Nov 26, 2010

The Attribute Gage R&R

There is not that much information about the attribute gage (gauge) R&R readily available online (that I was able to find), so I thought I'd cover what I've done.  First the basics, an attribute is something you can't quantify, generally a visual inspection- is this part "red" or something like that.  While it generally seems simple, especially to the technical leads, operators can often get tripped up trying to pass or fail parts based on a description or a couple pictures.  In the red example, can operators compare against the Pantone effectively and is this repeatable?  You want to have your acceptance criteria and how you are proposing to test it with trained operators set up beforehand.

Your gage R&R should mimic what you do on the line and should be set up that way.  If the operator does an inspection on the attribute before passing the part, then a final QC does that same inspection, you have two inspections and this should be part of your testing.  You should present this as the entire package when possible.  QA types tend to freak out when they hear you would accept a 10% possibility of passing a bad part, when in reality its 0.1%.  Having the two (or more) inspections will be really helpful when you get to the acceptance criteria portion.

Test Method: You need to determine the number of operators, parts and trials.  Trials is easy, just use three, everyone does, obviously more is better, but three is generally good enough and you don't want to be looking at parts all day.  For operators, you need two, but if you have three or more lines or shifts, you can include those easily enough.  The number of parts is where it gets tricky and you're going to have to make a judgment call.  Generally medical device companies rely on some sort of confidence and reliability based on the severity or RPN of the potential failure, however, in the case of gage R&R everyone seems to follow auto industry guidelines which are usually a smaller quantity, 30 is generally defensible either way.

The Acceptance Criteria:  The key one medical device companies are concerned with is the probability of a miss, which is defined as:

  • Probability of a Miss = (# times a bad part was passed) / (# of opportunities) [i.e. number of inspections]
You need to base this on what is acceptable and preferably tie this back into your risk analysis (you may have to increase sample size).  The good news is, if you're doing two of the same inspection, you can set it up so that your acceptance criteria can be something like:
  • Probability of a Miss (2 inspections) = (# of times a miss by one operator that were missed by another operator) / (# of opportunities)
In that way you can argue that different types of misses will be caught by different operators, but you are only concerned with the fact that it is caught at some point in the process.  Setting it up this way significantly lowers the likelihood of a miss and allows you some flexibility.

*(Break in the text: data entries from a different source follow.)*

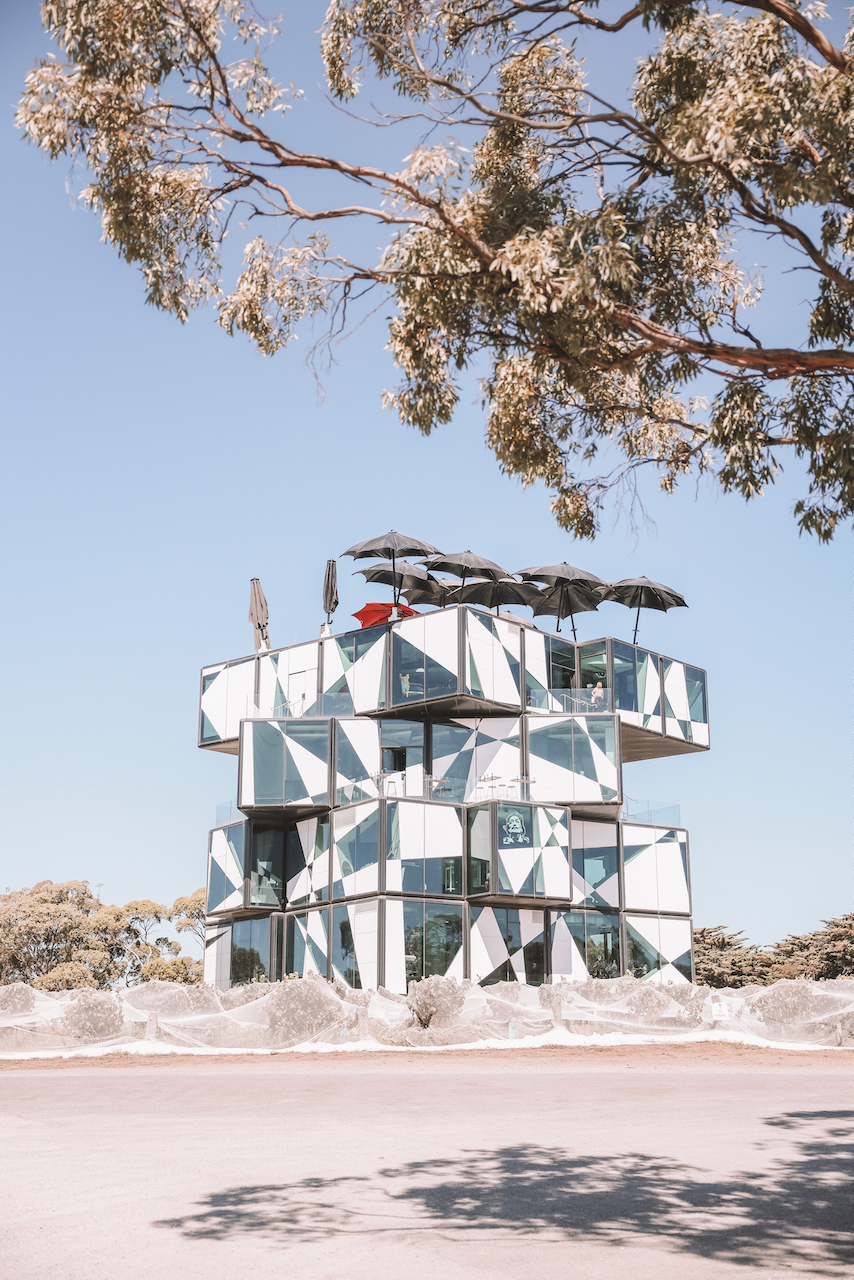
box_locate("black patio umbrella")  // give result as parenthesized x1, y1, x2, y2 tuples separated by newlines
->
(343, 531, 441, 608)
(322, 559, 339, 626)
(248, 578, 270, 652)
(354, 560, 435, 592)
(419, 551, 509, 595)
(402, 577, 459, 608)
(516, 561, 606, 591)
(457, 577, 543, 616)
(532, 581, 601, 640)
(598, 575, 688, 643)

Other Information:  I recommend keeping it simple and only requiring a certain probability of a miss in your protocol (maybe effectiveness as well).  You'll want the rest of the information you can collect documented, but that is a business decision, not a safety decision.  You can cover:
  1. Effectiveness - (# of parts correctly identified) / (# of opportunities) [a low effectiveness indicates your process is probably not robust and will give you trouble over time, greater than 70% is generally acceptable]
  2. Probability of a false alarm = (# times a good part was rejected) / (# of opportunities) [waste]
  3. Repeatability = (# agreements) / (# parts inspected) [calculate per operator and total, if an operator has low repeatability, less than 80% or so, he or she needs retrained]
  4. Reproducibility = (# agreements among all operators) / (# parts inspected)
  5. Bias = (Probability of a false alarm) / (Probability of a miss) [calculate per operator and total]

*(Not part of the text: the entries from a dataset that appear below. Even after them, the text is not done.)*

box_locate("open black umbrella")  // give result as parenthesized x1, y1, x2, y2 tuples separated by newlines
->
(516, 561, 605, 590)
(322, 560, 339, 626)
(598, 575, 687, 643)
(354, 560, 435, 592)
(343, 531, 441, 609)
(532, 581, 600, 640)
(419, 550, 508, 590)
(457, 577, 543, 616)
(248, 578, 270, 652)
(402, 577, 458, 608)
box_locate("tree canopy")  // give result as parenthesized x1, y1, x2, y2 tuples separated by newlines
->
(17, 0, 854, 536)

The Test Setup:  For this you'll need two experts in the attribute being inspected, the experts will sort out the good parts from the bad, label them in some fashion, and randomize them.  In my experience you should have at least 25% bad parts, even though your process isn't likely to have 25% reject rate (hopefully).  It is nice to include some very marginal parts, but those can be hard to find and agree on.  Don't have the operators performing the test make the parts if you can avoid it.

The Test:  You want to set it up so an operator makes a determination and someone else records it, don't let the operators know the sample being given to them, previous results, or talk amongst themselves.  Do the testing on the line and try to keep the production pace.  During a gage R&R I find the operators tend to err on the cautious side.

The Results:  There you go, you can now say your test method is qualified and have the data to back it up.  You can also make operator decisions based on the results, maybe move one around to catch things earlier in the process, which one is the go to person, etc.  I find the attribute gage R&R easier to perform than the variable one, yet it is generally more important than a dimensional one from a safety perspective because there are more things I can't measure easily.